The sample was scanned with a fast piezo scanning stage (Stage 733.2DD; Controller E-710 with dynamic digital linearization feature for better tracking accuracy, Physik Instrumente, Germany). Detector events were counted with a National Instruments computer card (PCIe-6259, National Instruments, USA). Instrument control and image acquisition was performed by custom-written software (LabVIEW, National Instruments, USA).
3. Results
The PSFs of the depletion beams were experimentally measured by scanning across immobilized individual 80 nm gold colloids dispersed on a coverslip at a dilution of 1:1000 (British Biocell, UK) and recording the scattering using a channel photomultiplier module (MD-963, Perkin-Elmer, USA).
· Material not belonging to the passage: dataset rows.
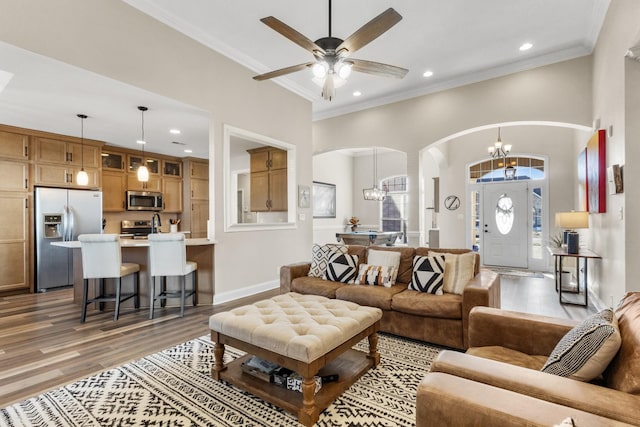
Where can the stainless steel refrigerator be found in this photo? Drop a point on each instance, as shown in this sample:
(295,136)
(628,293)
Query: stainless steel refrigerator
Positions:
(62,215)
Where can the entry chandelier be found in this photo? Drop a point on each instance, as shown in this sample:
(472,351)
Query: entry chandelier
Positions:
(82,178)
(143,172)
(500,151)
(374,193)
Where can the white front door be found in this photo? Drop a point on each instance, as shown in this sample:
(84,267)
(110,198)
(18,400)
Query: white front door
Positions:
(505,218)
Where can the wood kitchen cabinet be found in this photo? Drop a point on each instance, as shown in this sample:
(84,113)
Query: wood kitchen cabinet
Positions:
(172,195)
(14,241)
(15,199)
(50,150)
(57,162)
(268,179)
(154,183)
(64,176)
(14,146)
(114,186)
(195,213)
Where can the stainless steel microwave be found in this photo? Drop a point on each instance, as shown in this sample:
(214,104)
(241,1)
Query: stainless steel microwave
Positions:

The recorded intensity patterns show deep minima with little residual intensity [Fig. 2]. The quality of the depletion beam pattern is crucial for STED microscopy in order to produce high-contrast images. More so, for dim objects such as single molecules a true central zero is essential to detect any signal above background at all. The effect of the two individual depletion beam types and their summed intensity profile on the effective PSF were measured by imaging 100 nm fluorescent nanospheres dispersed on a coverslip at a dilution of 1:1000 [Fig. 2]. By selectively activating the depletion beams by means of mechanical shutters the setup can be operated as a standard confocal diffraction limited microscope [all depletion beams deactivated, Fig. 2(a) and Fig. 2(e)], a conventional 2D STED [only STED-XY depletion beams active, Fig. 2(b) and Fig. 2(f)], a Z-STED with only the z depletion beam [Fig. 2(c) and Fig. 2(g)] or a 3D STED microscope [all depletion beams activated, Fig. 2(d) and Fig. 2(h)]. It is important to note that this 3D mode works with a single objective lens simply by non-coherent co-alignment of the two fundamental depletion patterns. This greatly simplifies the operation and stability of the setup compared to other techniques such as 4Pi-microscopy [11].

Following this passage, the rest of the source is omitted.